The report referenced by Ide was conducted by the Peterson Center on Healthcare and released earlier this year. It notes the challenges of RPM reimbursement and calls for a realignment of RPM policy.

Others, meanwhile, say United Healthcare's decision isn't surprising.

Daniel McCaffrey, a digital health investor and advisor, commercial and product strategy executive for Oura, and member of the American heart Association's Health technology Advisory Group, noted in a LinkedIn post that RPM isn't working well for many companies.

McCaffrey listed four challenges: Limited to nonexistent margins, inconsistent payer coverage, low adherence and engagement rates, and lack of meaningful outcome differentiation.

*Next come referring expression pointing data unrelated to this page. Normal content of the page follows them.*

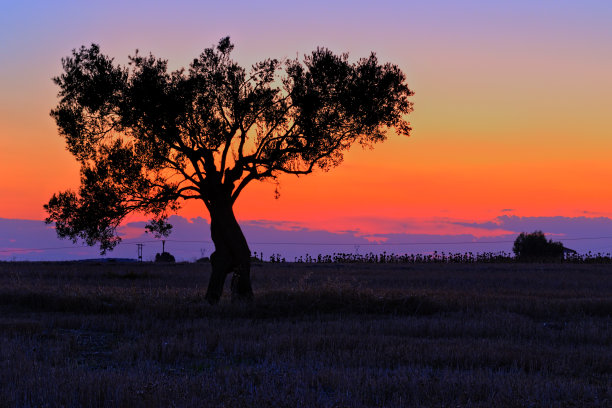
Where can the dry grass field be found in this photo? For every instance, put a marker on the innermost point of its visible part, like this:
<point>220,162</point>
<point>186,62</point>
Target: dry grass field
<point>319,335</point>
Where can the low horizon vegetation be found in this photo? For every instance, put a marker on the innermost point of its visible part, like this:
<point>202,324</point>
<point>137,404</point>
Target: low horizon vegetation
<point>317,335</point>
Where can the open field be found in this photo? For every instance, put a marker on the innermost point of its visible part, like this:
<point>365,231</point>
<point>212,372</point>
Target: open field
<point>328,335</point>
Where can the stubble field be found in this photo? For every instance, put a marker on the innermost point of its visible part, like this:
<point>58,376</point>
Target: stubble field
<point>318,335</point>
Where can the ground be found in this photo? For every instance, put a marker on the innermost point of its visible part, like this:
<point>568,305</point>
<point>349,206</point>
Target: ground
<point>318,335</point>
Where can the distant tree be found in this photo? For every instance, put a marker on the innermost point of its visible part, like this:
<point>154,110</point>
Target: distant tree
<point>160,228</point>
<point>164,257</point>
<point>534,246</point>
<point>147,138</point>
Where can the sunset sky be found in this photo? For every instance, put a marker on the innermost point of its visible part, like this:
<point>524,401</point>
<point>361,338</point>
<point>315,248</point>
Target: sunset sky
<point>512,106</point>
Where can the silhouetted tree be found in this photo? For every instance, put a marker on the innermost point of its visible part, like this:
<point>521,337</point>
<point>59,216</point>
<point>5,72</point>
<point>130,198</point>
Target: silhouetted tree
<point>147,138</point>
<point>534,246</point>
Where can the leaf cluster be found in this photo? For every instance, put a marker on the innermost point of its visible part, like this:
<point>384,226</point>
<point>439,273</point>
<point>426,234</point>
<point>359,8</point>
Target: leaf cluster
<point>148,138</point>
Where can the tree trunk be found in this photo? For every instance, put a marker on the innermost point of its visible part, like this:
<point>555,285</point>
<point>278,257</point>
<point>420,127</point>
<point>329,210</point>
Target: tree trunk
<point>232,255</point>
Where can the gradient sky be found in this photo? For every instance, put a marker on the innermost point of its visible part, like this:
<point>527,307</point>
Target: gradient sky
<point>512,104</point>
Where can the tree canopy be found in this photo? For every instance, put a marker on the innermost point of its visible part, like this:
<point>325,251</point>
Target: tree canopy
<point>535,246</point>
<point>147,138</point>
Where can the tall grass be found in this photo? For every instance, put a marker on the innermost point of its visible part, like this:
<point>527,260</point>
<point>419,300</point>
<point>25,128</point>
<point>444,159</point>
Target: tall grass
<point>327,335</point>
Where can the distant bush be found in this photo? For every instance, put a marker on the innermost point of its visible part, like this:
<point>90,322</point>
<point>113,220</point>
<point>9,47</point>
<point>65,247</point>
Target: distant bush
<point>535,246</point>
<point>164,257</point>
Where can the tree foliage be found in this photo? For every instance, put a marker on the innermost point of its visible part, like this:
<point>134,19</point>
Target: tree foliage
<point>534,246</point>
<point>148,138</point>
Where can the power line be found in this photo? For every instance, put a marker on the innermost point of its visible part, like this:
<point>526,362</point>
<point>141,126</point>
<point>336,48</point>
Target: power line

"I've watched (and helped) companies build impressive RPM infrastructure and patient engagement systems, but without scalable economics or payer alignment, it's a treadmill (maybe even a hamster wheel) not a growth engine," he wrote.

"That's not to say remote monitoring can't create value," McCaffrey concluded. "It absolutely can, especially when deeply integrated into care delivery or research models that generate clinical and economic proof. But we need to stop pretending this is an easy or universal business model."

Eric Wicklund is the senior editor for technology at HealthLeaders.


KEY TAKEAWAYS

Remote patient monitoring (RPM) programs aim to improve care outcomes by using digital health to track patient biometrics outside the hospital or clinic.

While digital health advocates tout the benefits of monitoring patients at home, critics say most programs are neither scalable nor sustainable.